At this point I can predict exactly how the next song is going to go down. ‘Drizzle’ (Arch Remix) is structured just like all of Arch’s other songs even though it’s a remix. He may not be directly sampled previous tracks, but the likeness is too great to ignore.
‘Fragile Crystal’ shocks me a bit. The opening drum pattern is far lighter than the last 8 tracks and the format is Makina driven. More vocals, only this time they are absolutely pointless. Good news, the second go around brings another surprise as Sanaas shuffles norms and drops the vocals in unison with the climax.
Nora2r remixes Arch’s ‘Pink Blink.’ Another vocal track, but the climax is lush featuring the lyrics backed by hard synth stabs straight to your brain! The best track on the entire album hands down.
Finally when I think we couldn’t deviate any further from mainstream happy hardcore *sarcasm,* blast me some non-traditional dubstep and now we have a completely divergent song on a completely uniform album. ‘Marine Snow’ (Freezer Rmx) feels just like something Nero would drop as a cheap ID on a set: violent wobbles, spoken word samples, no broken beats.
‘Ray Of Eternity’ caps off what this album stands for. Energetically driven to the break, it transitions into an analog-esque sampled break which in turn dissolves into a cheesy melody that basically tears the song down.
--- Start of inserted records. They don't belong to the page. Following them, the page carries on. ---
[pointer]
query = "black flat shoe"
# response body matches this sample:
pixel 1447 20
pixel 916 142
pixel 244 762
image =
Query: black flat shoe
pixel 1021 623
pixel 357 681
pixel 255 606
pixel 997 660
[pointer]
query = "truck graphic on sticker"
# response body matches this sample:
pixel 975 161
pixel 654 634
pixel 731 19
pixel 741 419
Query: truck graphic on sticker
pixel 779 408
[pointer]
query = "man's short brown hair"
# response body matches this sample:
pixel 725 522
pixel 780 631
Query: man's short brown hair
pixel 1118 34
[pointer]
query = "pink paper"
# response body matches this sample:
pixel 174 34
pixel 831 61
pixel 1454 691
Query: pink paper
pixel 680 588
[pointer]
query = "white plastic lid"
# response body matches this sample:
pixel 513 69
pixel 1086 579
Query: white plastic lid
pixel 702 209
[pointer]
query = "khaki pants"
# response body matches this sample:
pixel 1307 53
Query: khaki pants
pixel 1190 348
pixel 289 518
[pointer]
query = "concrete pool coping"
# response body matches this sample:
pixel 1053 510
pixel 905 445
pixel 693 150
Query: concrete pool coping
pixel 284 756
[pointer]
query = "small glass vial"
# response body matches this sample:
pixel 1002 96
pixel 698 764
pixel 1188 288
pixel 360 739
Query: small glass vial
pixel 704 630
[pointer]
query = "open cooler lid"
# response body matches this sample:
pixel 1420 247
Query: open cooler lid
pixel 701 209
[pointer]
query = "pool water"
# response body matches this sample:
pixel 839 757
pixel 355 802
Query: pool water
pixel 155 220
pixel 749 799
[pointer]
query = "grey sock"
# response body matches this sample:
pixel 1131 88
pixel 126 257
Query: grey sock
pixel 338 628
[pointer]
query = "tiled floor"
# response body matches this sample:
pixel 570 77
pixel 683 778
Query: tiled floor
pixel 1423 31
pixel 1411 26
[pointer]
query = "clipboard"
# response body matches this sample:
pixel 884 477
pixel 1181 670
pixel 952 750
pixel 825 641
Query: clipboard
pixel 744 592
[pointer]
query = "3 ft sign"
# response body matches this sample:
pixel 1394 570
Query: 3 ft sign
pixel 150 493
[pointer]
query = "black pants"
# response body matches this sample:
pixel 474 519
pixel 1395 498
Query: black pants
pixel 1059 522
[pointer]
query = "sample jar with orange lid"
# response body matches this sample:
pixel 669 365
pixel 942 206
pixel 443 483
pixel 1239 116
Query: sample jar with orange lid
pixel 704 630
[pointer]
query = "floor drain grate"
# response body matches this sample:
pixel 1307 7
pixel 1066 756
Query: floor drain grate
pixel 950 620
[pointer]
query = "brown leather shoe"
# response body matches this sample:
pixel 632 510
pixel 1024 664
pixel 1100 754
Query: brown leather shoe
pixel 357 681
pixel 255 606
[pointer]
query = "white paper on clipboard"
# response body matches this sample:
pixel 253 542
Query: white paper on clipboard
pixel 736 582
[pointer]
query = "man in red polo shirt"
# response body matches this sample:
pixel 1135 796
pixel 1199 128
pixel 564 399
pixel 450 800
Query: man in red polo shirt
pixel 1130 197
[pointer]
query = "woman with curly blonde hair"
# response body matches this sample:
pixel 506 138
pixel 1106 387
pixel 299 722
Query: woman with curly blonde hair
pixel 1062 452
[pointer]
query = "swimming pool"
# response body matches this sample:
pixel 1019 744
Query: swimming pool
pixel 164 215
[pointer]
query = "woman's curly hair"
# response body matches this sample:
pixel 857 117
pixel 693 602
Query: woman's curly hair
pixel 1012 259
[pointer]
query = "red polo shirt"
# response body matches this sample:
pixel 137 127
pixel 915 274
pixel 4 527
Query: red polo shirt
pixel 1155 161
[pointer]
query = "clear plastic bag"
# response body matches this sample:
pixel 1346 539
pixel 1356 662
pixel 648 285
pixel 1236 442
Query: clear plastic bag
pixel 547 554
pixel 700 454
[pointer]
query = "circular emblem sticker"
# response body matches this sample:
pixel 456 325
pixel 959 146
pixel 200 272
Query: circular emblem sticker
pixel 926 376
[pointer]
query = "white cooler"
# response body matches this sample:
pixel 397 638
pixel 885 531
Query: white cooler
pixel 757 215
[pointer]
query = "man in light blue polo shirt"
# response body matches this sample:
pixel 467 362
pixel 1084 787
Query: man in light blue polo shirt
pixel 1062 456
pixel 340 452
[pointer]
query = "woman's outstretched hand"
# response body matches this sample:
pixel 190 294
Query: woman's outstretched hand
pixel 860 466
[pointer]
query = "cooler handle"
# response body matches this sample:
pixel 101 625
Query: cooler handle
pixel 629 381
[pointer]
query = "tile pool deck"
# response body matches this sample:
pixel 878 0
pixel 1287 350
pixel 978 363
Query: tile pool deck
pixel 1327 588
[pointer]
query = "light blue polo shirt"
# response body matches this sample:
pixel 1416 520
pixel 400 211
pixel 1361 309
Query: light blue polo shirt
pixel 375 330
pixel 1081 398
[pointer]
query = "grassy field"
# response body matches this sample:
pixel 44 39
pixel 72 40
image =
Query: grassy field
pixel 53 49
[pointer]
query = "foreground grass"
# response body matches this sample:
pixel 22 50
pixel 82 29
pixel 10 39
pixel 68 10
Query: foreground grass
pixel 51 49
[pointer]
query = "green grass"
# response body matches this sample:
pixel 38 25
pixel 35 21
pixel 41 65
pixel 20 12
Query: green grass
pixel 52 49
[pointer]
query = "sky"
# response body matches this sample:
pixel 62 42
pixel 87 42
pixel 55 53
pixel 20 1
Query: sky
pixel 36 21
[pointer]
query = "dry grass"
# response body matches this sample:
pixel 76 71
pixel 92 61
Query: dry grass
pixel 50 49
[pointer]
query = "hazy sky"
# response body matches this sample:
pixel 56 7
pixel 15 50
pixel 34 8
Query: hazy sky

See above: nearly every track follows suit and THAT is why my disappointment outweighed any satisfaction in listening to the album. Happy Hardcore was born to be high-tempo, crazy, cheesy, LSD-fueled dance music the minority would listen to. Please reference ‘Expedicion’ by Dune; this is an example of happy hardcore done right. I’m not expecting Arch, Sanaas, or any producer to copy 90’s hardcore – that will never come back and we must embrace the new style. However, albums like ‘Expedicion’ can set a precedent that others must follow. Mix things up. Don’t recycle the same chords, drum patterns, and samples in every song. Experiment with different styles and song formats. ‘Ray Of Eternity’ showcased little effort was put into the writing of these songs. I nearly put this thing away around track 7. White Garden, Answer, and Pink Blink are the only songs I’ve transferred to my computer and the album is put away unlikely to be listened to anytime soon. Even if the two guys spend months upon months working on this, any album sounding like it was whipped together with 2 weeks in the studio doesn’t deserve 5 stars.